The arithmetic device 17 processes the codes received from the input of the memory 16: scaling by speed and acceleration, translating the acceleration in rad / s ² or kilowatts (horsepower), combined modulo acceleration acceleration and coasting, as well as from block 18 normalization; dividing the measured acceleration value by an amount equal to the standard acceleration value for the controlled engine brand corresponding to the rated nominal speed of rotation, converting fixed points in terms of speed to relative units (assigning the measured speed to a value corresponding to the nominal speed). Block 18 normalization (master) is a storage device in the cells of which are stored codes of numbers corresponding to the standard values of accelerations at the nominal speed and nominal speeds of various brands and modifications of engines. The selection of these numbers for submission to the arithmetic device 17 is carried out by the operator.
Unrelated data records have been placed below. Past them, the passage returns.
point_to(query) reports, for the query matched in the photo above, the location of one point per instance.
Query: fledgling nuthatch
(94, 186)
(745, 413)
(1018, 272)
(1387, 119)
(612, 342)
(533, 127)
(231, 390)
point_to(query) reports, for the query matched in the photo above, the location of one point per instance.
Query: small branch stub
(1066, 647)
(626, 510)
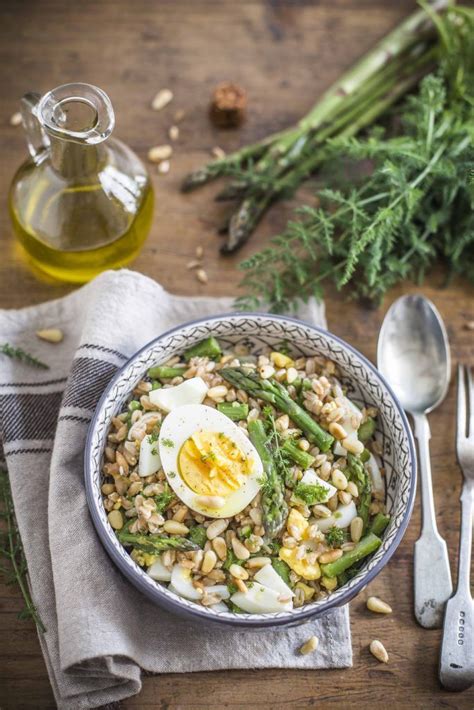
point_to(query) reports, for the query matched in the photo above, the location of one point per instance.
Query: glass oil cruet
(83, 201)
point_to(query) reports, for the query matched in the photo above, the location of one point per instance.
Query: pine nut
(51, 335)
(339, 480)
(301, 552)
(310, 646)
(377, 649)
(330, 556)
(266, 371)
(352, 489)
(174, 528)
(357, 525)
(257, 562)
(240, 550)
(353, 445)
(378, 606)
(283, 422)
(344, 497)
(209, 562)
(135, 488)
(238, 572)
(256, 515)
(216, 528)
(180, 514)
(281, 360)
(116, 519)
(217, 393)
(337, 431)
(294, 532)
(329, 583)
(325, 470)
(241, 586)
(321, 511)
(220, 547)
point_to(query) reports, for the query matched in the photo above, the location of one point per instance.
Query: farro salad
(245, 483)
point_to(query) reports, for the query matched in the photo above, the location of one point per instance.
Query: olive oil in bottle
(83, 201)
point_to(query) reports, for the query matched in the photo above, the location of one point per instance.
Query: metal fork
(456, 668)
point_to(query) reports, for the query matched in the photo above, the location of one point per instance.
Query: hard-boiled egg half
(208, 460)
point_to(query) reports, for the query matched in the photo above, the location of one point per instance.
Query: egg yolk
(212, 464)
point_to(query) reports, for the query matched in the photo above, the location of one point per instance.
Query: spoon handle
(456, 668)
(432, 574)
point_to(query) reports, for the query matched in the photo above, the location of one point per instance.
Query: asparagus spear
(275, 509)
(206, 348)
(364, 547)
(361, 478)
(273, 392)
(267, 169)
(156, 543)
(379, 523)
(291, 449)
(234, 410)
(164, 372)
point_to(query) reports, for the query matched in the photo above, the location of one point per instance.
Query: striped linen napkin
(101, 632)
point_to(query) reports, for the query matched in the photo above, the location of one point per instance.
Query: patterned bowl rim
(160, 595)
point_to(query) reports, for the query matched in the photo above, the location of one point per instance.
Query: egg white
(178, 426)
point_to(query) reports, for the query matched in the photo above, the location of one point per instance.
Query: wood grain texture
(284, 52)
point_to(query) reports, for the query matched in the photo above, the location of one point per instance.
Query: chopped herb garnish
(311, 493)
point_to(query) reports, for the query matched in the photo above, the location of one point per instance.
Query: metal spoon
(413, 355)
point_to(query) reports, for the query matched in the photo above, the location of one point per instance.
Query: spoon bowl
(413, 353)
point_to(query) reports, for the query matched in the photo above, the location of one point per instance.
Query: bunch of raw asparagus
(266, 171)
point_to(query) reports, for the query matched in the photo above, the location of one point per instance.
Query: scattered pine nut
(218, 153)
(164, 167)
(378, 650)
(201, 276)
(378, 606)
(159, 153)
(173, 133)
(162, 99)
(51, 335)
(310, 646)
(15, 119)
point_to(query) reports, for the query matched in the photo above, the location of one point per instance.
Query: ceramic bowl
(365, 387)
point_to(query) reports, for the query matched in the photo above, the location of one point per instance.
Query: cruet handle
(36, 137)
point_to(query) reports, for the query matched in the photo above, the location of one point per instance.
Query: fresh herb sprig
(416, 206)
(14, 566)
(22, 355)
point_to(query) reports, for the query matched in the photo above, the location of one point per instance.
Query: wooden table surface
(284, 52)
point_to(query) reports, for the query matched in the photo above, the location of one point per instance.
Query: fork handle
(432, 576)
(456, 668)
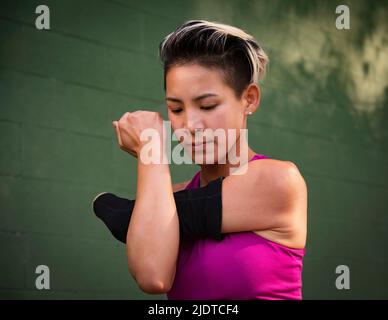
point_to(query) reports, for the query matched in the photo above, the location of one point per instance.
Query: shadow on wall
(346, 68)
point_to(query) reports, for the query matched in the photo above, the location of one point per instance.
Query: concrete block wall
(324, 107)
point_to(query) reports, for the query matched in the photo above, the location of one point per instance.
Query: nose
(193, 122)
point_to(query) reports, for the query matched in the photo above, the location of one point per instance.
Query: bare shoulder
(180, 186)
(285, 178)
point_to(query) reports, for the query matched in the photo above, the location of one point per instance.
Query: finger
(116, 125)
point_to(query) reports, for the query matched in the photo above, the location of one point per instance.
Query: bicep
(260, 199)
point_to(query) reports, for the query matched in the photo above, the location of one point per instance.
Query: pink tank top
(243, 266)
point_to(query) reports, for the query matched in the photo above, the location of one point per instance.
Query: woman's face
(197, 99)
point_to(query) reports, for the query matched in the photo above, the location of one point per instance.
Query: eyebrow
(202, 96)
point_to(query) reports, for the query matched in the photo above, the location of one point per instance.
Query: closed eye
(176, 111)
(208, 107)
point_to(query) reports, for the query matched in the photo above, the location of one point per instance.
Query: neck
(209, 172)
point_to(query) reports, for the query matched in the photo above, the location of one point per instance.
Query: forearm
(153, 233)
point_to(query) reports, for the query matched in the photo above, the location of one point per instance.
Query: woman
(211, 82)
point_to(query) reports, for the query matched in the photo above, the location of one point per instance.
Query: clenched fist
(130, 127)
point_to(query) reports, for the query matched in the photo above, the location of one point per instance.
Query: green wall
(324, 107)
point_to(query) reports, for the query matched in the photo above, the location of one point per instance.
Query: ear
(251, 98)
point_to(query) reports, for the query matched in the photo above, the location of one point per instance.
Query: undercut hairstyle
(215, 45)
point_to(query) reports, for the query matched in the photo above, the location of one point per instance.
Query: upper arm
(268, 196)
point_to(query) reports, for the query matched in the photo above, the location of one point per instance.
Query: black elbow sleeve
(199, 212)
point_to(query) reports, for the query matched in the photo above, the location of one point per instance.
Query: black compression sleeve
(199, 212)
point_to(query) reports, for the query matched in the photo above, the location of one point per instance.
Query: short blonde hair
(219, 45)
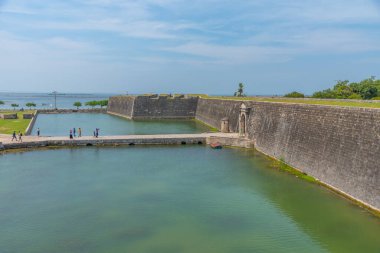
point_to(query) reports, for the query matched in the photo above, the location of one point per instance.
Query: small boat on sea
(216, 145)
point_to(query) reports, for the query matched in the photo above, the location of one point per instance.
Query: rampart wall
(340, 146)
(153, 107)
(121, 105)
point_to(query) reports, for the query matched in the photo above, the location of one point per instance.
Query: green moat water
(170, 199)
(60, 125)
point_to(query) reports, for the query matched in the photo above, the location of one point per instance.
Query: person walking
(14, 137)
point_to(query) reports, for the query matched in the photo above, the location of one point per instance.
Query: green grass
(7, 126)
(343, 102)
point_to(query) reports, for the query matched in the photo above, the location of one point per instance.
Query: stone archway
(243, 115)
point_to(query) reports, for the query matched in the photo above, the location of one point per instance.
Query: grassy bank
(7, 126)
(343, 102)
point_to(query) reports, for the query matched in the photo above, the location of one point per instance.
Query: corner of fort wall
(153, 107)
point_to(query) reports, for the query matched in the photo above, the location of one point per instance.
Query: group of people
(17, 137)
(73, 133)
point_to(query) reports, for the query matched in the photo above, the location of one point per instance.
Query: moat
(170, 199)
(60, 125)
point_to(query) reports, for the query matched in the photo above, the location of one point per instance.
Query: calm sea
(47, 100)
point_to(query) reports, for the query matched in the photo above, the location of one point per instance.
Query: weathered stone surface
(338, 145)
(8, 116)
(28, 116)
(212, 111)
(121, 105)
(148, 107)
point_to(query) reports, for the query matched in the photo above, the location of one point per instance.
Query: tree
(294, 94)
(30, 105)
(240, 91)
(14, 106)
(77, 104)
(103, 103)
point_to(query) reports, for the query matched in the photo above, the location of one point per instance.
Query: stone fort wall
(121, 105)
(153, 107)
(340, 146)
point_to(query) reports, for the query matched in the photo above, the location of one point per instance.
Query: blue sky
(179, 46)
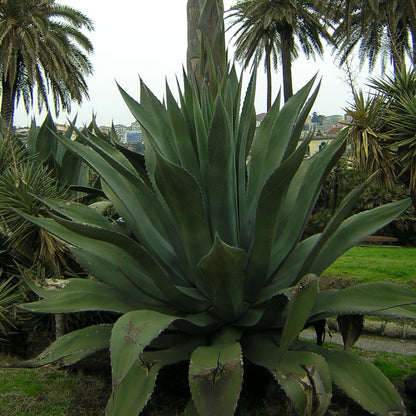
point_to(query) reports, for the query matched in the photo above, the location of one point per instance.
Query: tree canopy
(42, 50)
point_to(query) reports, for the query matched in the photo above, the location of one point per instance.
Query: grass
(375, 263)
(50, 392)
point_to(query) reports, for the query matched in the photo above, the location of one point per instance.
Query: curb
(381, 329)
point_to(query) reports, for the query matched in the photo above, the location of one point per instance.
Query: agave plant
(209, 265)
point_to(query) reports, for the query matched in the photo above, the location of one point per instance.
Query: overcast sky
(147, 39)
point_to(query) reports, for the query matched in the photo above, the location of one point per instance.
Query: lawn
(52, 392)
(375, 263)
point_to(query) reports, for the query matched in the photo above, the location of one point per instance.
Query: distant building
(334, 131)
(105, 129)
(120, 132)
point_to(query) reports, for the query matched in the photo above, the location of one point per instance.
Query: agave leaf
(135, 390)
(131, 334)
(74, 346)
(303, 376)
(271, 141)
(222, 177)
(138, 276)
(300, 306)
(181, 135)
(379, 298)
(265, 317)
(80, 295)
(222, 269)
(300, 123)
(246, 129)
(137, 160)
(267, 215)
(144, 117)
(190, 409)
(300, 259)
(163, 135)
(215, 378)
(350, 327)
(354, 229)
(133, 199)
(364, 383)
(299, 202)
(183, 197)
(78, 212)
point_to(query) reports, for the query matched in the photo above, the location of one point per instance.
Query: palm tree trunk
(269, 77)
(7, 103)
(286, 48)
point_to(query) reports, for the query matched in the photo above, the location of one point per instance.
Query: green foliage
(382, 130)
(8, 297)
(210, 266)
(43, 49)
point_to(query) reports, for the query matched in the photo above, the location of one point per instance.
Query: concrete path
(370, 342)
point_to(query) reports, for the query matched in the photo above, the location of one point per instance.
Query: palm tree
(378, 28)
(282, 22)
(42, 46)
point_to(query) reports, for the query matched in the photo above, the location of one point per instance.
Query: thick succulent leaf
(137, 160)
(245, 134)
(143, 116)
(183, 197)
(181, 135)
(222, 182)
(354, 229)
(350, 327)
(306, 380)
(216, 378)
(81, 295)
(300, 260)
(106, 150)
(133, 199)
(133, 393)
(272, 139)
(364, 383)
(285, 276)
(190, 409)
(300, 306)
(379, 298)
(163, 134)
(266, 217)
(73, 346)
(131, 334)
(266, 317)
(138, 275)
(303, 376)
(300, 122)
(222, 269)
(300, 199)
(78, 212)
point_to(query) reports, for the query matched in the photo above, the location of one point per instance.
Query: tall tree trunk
(269, 76)
(194, 45)
(286, 39)
(7, 103)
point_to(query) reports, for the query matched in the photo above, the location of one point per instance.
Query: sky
(147, 39)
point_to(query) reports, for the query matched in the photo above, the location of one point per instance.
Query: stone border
(381, 329)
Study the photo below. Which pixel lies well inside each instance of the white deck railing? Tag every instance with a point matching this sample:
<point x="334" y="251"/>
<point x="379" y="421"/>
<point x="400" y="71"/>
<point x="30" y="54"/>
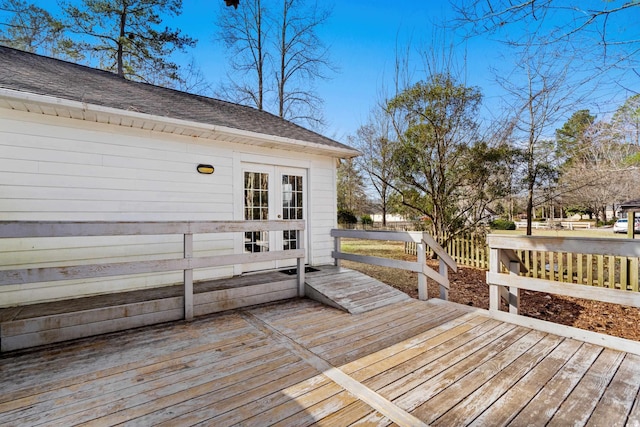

The registrar 19 displays the measured values of the accelerations in relative units and corresponding to them in a relative scale, fixed values of rotational speeds.

The proposed device improves the accuracy and efficiency of determining the dependence of the power of the internal combustion engine on the rotational speed and reduces the complexity of diagnosing engines.

Claims (3)

Claim 1. A device for determining the dependence of the power of an internal combustion engine on a rotational speed, comprising a pulse sensor, a pulse shaper, a rotational speed meter, an angular acceleration meter, an identification unit containing a comparator with three inputs and an output, a counter and a software device including a master oscillator divider with two outputs and an input and output and a key with two inputs, and 10 U ^v F ^of ystvo comprises a storage device with three inputs and output, an arithmetic unit and a register a torus, and the pulse sensor is connected in series with the pulse shaper, the output of the rotational speed meter is connected to the input of the angular acceleration meter and the third input of the comparator, the master oscillator is connected to the first input of the key and the input of the divider, the first output of which is connected to the second input of the key, and the second 20 the output is with the first input of the comparator, the key output is connected to a counter, the output of which is connected to the second input of the comparator and the first input of the storage device, the second input of which is connected to the ₂ output of the comp arator, the output of the angular acceleration meter is connected to the third input of the storage device, the output of which through an arithmetic device is connected to the input of the recorder, characterized in that, in order to improve accuracy, 30 the device further comprises a moving averaging unit and a normalization unit, and an angular acceleration meter and arithmetic the device comprises an additional input, the input of the moving averaging unit being connected to the output of the pulse generator, and the output to the input of the speed meter I, the forming unit is connected to the additional input of the arithmetic device, and the output of the comparator is connected to the additional input of the angular acceleration meter. 2. The device according to π. 1, characterized in that the moving averaging unit is made in the form of a series-connected time interval meter, an averaging memory device and an arithmetic averaging device. 3. The device according to paragraphs. 1 and 2, characterized in that the rolling averaging unit is made with an averaging time equal to the engine cycle and sequential 50 by a shift by the interval between adjacent corner marks of the engine speed.